Combining itertools and multiprocessing?

我们两清 提交于 2019-11-28 23:37:00
unutbu

All multiprocessing.Pool.map* methods consume iterators fully(demo code) as soon as the function is called. To feed the map function chunks of the iterator one chunk at a time, use grouper_nofill:

def grouper_nofill(n, iterable):
    '''list(grouper_nofill(3, 'ABCDEFG')) --> [['A', 'B', 'C'], ['D', 'E', 'F'], ['G']]
    '''
    it=iter(iterable)
    def take():
        while 1: yield list(itertools.islice(it,n))
    return iter(take().next,[])

chunksize=256
async_results=[]
for finput in grouper_nofill(chunksize,itertools.izip(matrices, inds)):
    async_results.extend(pool.map_async(myfunc, finput).get())
async_results=np.array(async_results)

PS. pool.map_async's chunksize parameter does something different: It breaks the iterable into chunks, then gives each chunk to a worker process which calls map(func,chunk). This can give the worker process more data to chew on if func(item) finishes too quickly, but it does not help in your situation since the iterator still gets consumed fully immediately after the map_async call is issued.

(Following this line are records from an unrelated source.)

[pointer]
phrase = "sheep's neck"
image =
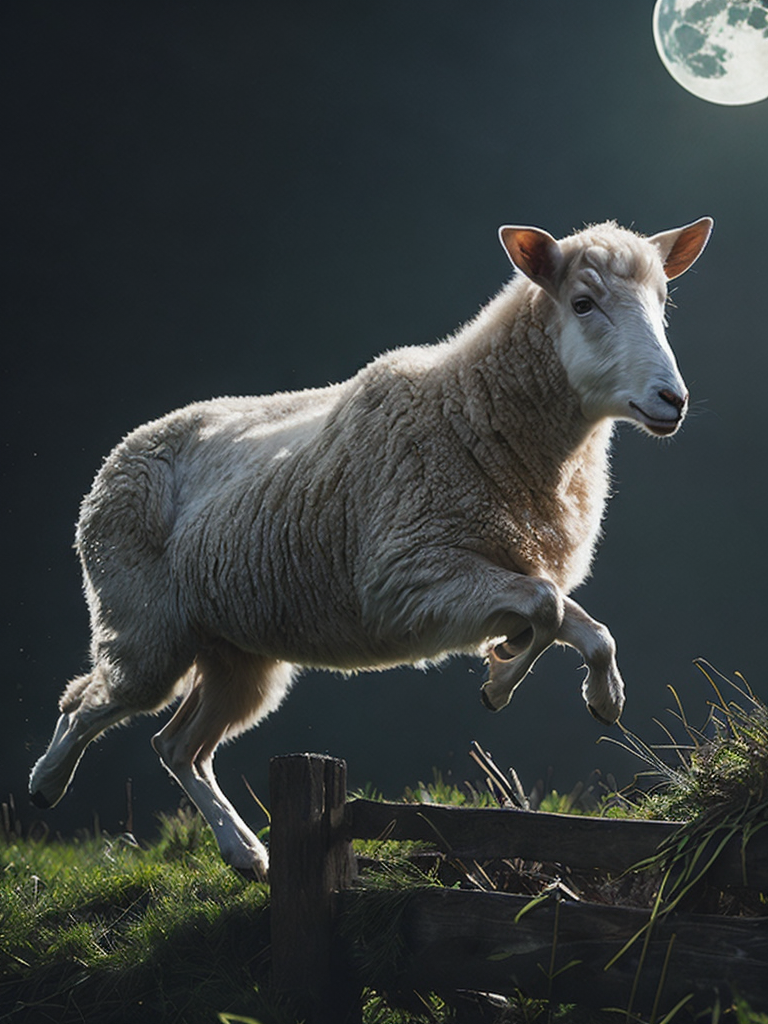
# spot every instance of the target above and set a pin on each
(511, 409)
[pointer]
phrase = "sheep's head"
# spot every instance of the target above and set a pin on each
(608, 289)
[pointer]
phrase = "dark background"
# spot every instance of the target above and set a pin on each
(228, 198)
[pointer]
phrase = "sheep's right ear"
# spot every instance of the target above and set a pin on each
(536, 253)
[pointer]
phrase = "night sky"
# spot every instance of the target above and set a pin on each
(233, 198)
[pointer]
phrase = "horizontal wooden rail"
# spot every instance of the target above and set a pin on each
(584, 842)
(474, 940)
(457, 939)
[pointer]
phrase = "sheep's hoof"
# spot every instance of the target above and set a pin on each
(486, 702)
(600, 719)
(253, 873)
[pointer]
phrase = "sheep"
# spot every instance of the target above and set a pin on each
(444, 500)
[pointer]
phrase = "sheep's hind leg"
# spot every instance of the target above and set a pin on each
(230, 691)
(86, 712)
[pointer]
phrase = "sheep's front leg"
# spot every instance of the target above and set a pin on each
(603, 687)
(535, 611)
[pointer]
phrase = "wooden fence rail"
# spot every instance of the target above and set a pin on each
(457, 939)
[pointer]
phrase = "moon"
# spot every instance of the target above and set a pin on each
(717, 49)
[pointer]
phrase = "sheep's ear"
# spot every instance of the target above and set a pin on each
(681, 248)
(536, 253)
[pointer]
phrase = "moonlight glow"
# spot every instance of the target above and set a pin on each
(717, 49)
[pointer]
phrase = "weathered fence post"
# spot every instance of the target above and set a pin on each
(310, 859)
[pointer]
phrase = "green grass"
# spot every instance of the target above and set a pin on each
(167, 933)
(103, 930)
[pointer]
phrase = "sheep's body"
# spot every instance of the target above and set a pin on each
(443, 497)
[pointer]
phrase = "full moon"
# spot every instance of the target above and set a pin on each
(717, 49)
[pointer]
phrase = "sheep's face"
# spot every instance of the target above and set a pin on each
(613, 347)
(609, 291)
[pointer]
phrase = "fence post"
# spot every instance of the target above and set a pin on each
(310, 859)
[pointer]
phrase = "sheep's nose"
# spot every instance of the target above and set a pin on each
(676, 400)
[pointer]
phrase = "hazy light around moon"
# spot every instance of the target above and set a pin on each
(717, 49)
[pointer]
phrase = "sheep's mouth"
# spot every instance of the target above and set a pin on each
(655, 425)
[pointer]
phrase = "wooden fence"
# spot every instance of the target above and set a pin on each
(455, 939)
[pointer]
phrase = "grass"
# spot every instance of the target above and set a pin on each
(101, 929)
(165, 933)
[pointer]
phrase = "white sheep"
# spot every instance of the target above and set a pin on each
(443, 500)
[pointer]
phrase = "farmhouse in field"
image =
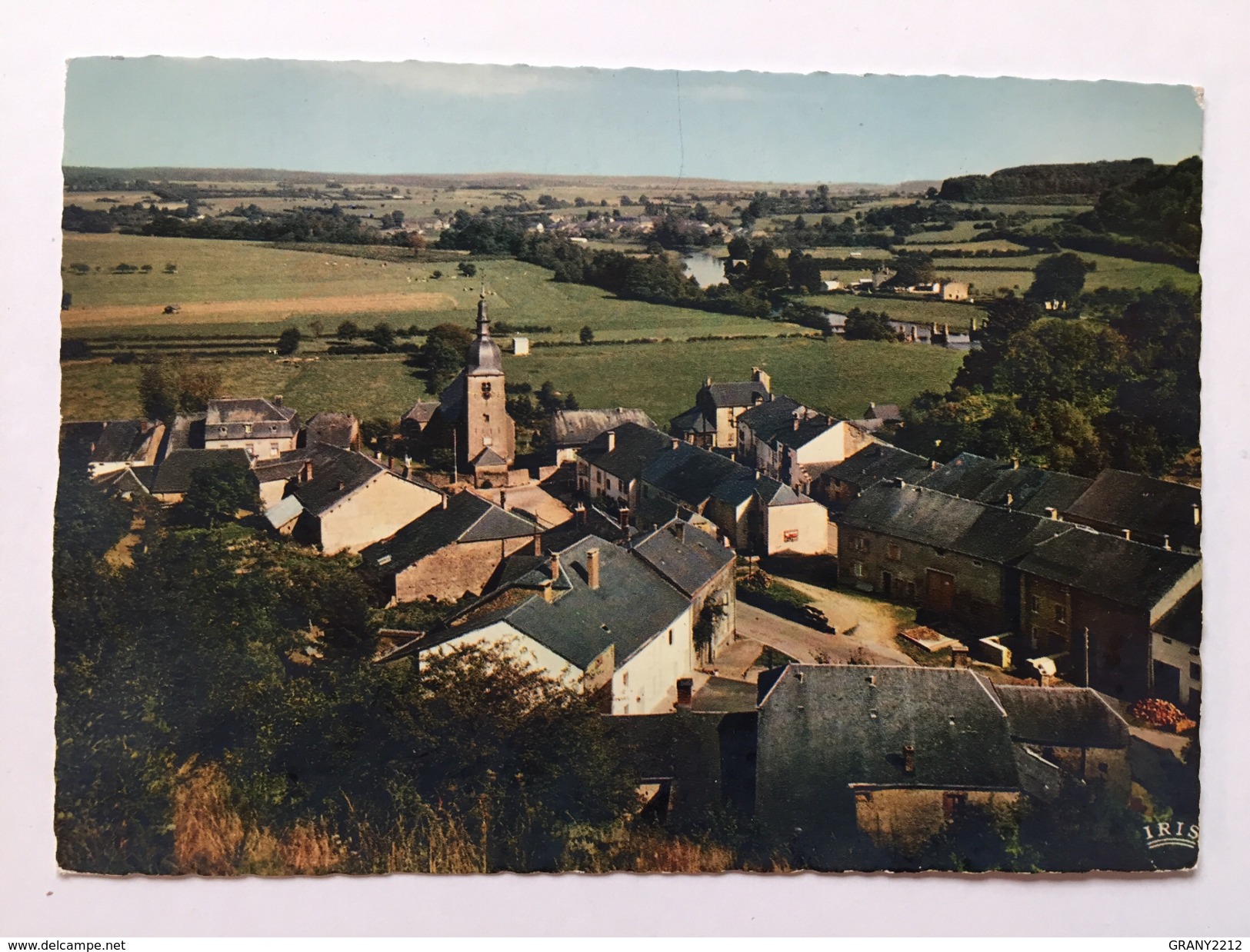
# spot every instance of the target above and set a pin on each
(450, 551)
(712, 422)
(594, 615)
(264, 428)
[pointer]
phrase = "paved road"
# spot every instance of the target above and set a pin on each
(804, 644)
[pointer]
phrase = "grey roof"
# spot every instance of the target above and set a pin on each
(992, 481)
(772, 416)
(333, 429)
(883, 411)
(743, 392)
(684, 555)
(284, 511)
(840, 725)
(1184, 620)
(465, 519)
(422, 411)
(1114, 568)
(238, 419)
(578, 428)
(934, 519)
(636, 446)
(174, 472)
(336, 474)
(630, 606)
(693, 421)
(123, 440)
(1142, 505)
(878, 461)
(1062, 717)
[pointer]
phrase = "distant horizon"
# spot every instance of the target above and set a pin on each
(473, 120)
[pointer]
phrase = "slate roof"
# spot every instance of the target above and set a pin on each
(743, 392)
(123, 440)
(284, 511)
(238, 419)
(840, 725)
(990, 481)
(878, 461)
(636, 446)
(466, 519)
(422, 411)
(883, 412)
(1184, 620)
(578, 428)
(770, 418)
(693, 421)
(630, 606)
(922, 515)
(333, 429)
(1153, 508)
(1062, 717)
(1114, 568)
(174, 472)
(336, 474)
(684, 555)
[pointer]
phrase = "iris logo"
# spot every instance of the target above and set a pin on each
(1174, 834)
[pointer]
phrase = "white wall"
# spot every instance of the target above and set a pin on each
(645, 681)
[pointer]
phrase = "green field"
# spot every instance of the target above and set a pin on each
(836, 376)
(252, 286)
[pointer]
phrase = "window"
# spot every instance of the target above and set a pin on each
(953, 804)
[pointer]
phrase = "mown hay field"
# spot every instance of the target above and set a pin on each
(836, 376)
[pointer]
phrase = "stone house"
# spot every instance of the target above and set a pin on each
(1066, 731)
(712, 422)
(1096, 600)
(595, 616)
(349, 501)
(574, 429)
(452, 551)
(954, 558)
(700, 569)
(264, 429)
(854, 757)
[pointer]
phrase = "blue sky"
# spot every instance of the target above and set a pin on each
(750, 126)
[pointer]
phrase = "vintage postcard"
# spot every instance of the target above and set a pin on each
(476, 469)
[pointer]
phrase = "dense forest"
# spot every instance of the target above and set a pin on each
(1024, 181)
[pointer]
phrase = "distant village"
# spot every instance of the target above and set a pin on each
(630, 564)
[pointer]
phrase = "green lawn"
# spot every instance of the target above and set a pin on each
(836, 376)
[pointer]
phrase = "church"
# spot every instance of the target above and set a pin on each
(472, 416)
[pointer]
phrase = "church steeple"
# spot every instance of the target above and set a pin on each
(483, 320)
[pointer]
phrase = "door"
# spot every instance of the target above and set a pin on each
(939, 590)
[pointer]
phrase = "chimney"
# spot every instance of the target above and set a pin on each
(593, 568)
(685, 691)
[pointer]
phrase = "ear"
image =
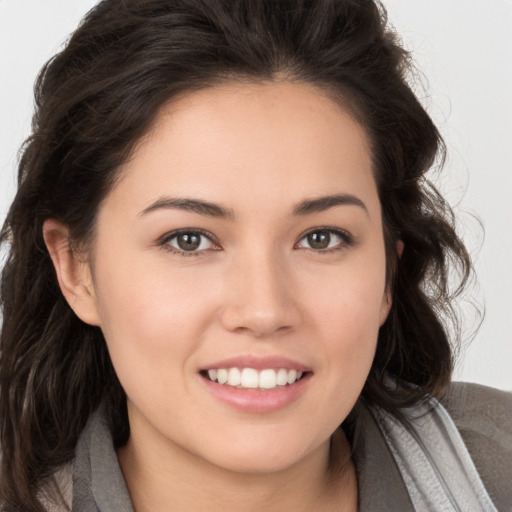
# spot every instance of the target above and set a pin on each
(387, 301)
(73, 272)
(399, 247)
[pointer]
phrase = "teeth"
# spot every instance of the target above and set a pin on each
(234, 377)
(222, 376)
(249, 378)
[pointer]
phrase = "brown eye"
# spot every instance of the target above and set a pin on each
(319, 239)
(190, 241)
(323, 239)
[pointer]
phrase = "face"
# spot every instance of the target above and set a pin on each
(243, 242)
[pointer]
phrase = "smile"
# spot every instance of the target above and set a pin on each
(250, 378)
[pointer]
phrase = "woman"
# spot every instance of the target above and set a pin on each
(226, 274)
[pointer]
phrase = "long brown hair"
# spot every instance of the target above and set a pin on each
(98, 97)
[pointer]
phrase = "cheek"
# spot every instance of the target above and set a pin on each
(152, 318)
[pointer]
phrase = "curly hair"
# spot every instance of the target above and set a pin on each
(94, 102)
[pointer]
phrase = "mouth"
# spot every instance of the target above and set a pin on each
(250, 378)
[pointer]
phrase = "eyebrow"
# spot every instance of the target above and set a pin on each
(191, 205)
(201, 207)
(323, 203)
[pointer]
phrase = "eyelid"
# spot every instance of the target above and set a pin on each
(163, 241)
(346, 237)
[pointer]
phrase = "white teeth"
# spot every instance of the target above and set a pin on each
(292, 376)
(282, 377)
(222, 376)
(234, 378)
(253, 379)
(249, 378)
(268, 379)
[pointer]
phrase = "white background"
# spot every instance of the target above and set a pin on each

I ran into this problem as well. instead of this:

res = p.map(func, combinations(arr, select_n))

do

res = p.imap(func, combinations(arr, select_n))

imap doesn't consume it!

Pool.map_async() needs to know the length of the iterable to dispatch the work to multiple workers. Since izip has no __len__, it converts the iterable into a list first, causing the huge memory usage you are experiencing.

You could try to sidestep this by creating your own izip-style iterator with __len__.